A new study estimates that the value of international and domestic trade in counterfeit and pirated goods in 2013 was $923bn to $1.13tn, forecast to reach $1.9tn to $2.81tn by 2022. The global value of digital piracy in movies, music and software in 2015 accounted for $213bn, a figure that could reach between $384bn and $856bn by 2022 (depending on assumptions).

The report commissioned by Frontier Economics, The Economic Impacts of Counterfeiting and Piracy, attempts to quantify the global impacts of piracy across the range of sectors most damaged by this practice in the 35 members of the Organization for Economic Cooperation and Development (OECD).

Piracy and counterfeiting have significant effects on the job market through the displacement of legitimate economic activity. The study estimates net job losses in 2013 to lie, globally, between 2 million and 2.6 million, and it projects net job losses of 4.2 million to 5.4 million by 2022.

Amongst a wide range of sectors, the study examines on three industries – film, music, and software – where digital piracy has a particularly significant impact, and these sectors account for the bulk of digital piracy. In this article we concentrate here on that section of the report that focuses on film piracy.

“The general industry evidence appears consistent with a hypothesis that piracy has hurt the movie industry.” This statement, taken from a research by Jay Liebowitz, is based on the fact that the introduction of BitTorrent in 2003-04 has coincided with a turning point in the development of film industry revenues. Revenues for sales and rentals of pre-recorded movies in the U.S. declined by more than 20% between 2005 and 2010 after having increased steadily until then.

The Frontier Economics reports points out that perhaps the best empirical proof of a negative relationship between piracy and legal sales was the shutdown of Megaupload, a major cyberlocker and filesharing site, in 2012. Analysts noted an increase of between 6.5% to 8.5% in revenues of three large film studios in the first 18 weeks following the closure of Megaupload. This shows that some consumers turn to legal methods of movie acquisition when a major file-sharing site has shut down and by extension that online movie piracy displaces digital movie sales.

While the authors admit the difficulty to quantify and the need to make assumptions, they reached the conclusion that the commercial value of digital piracy in film in 2015 was $160bn. By 2022, this figure could spread between $289bn and $644bn. The first number assumes that digital piracy will maintain its share of total counterfeiting and piracy over time.
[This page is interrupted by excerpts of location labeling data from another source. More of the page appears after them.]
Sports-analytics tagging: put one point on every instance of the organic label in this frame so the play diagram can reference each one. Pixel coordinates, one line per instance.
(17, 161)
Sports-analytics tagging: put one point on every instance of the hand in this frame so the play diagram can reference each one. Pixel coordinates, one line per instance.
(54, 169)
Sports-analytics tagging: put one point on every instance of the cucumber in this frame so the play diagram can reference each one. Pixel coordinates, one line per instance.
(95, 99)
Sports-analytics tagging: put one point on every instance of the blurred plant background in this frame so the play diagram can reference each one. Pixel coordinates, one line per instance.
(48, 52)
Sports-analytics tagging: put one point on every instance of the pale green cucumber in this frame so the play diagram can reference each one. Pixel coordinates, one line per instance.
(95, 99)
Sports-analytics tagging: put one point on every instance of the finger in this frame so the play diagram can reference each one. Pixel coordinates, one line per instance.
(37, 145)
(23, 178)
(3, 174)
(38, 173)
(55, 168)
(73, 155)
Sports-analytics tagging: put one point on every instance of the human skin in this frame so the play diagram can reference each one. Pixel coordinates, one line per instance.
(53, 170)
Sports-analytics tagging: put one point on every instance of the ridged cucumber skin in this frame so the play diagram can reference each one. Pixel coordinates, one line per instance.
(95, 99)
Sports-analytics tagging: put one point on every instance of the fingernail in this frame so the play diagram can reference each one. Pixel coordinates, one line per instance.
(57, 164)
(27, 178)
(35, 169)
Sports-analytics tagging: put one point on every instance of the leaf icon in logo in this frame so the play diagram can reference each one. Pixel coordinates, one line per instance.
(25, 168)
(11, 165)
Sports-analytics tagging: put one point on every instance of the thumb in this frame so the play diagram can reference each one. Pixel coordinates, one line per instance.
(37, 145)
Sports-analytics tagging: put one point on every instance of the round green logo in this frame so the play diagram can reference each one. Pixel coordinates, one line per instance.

The second number assumes that digital piracy grows proportionally to global IP traffic.

P2P is the most popular method of illicit movie acquisition and BitTorrent is by far the largest P2P network, accounting for 39% of total pirating activity is done on BitTorrent, (according to a NetNames study). Scaling up this figure, the report arrives at 47.8 billion illegal movie downloads in 2015 across all forms of digital movie piracy.

“It seems possible that the commercial value of digital piracy in music, film and software is even higher than we have estimated,” say the authors. “In addition, since we have not assessed piracy in a number of areas such as TV-series, exclusive contents produced by OTT platforms (like Netflix), eBooks, mobile gaming or piracy through user-uploaded content, it is most likely that the value of total digital piracy exceeds our estimates by a considerable amount.”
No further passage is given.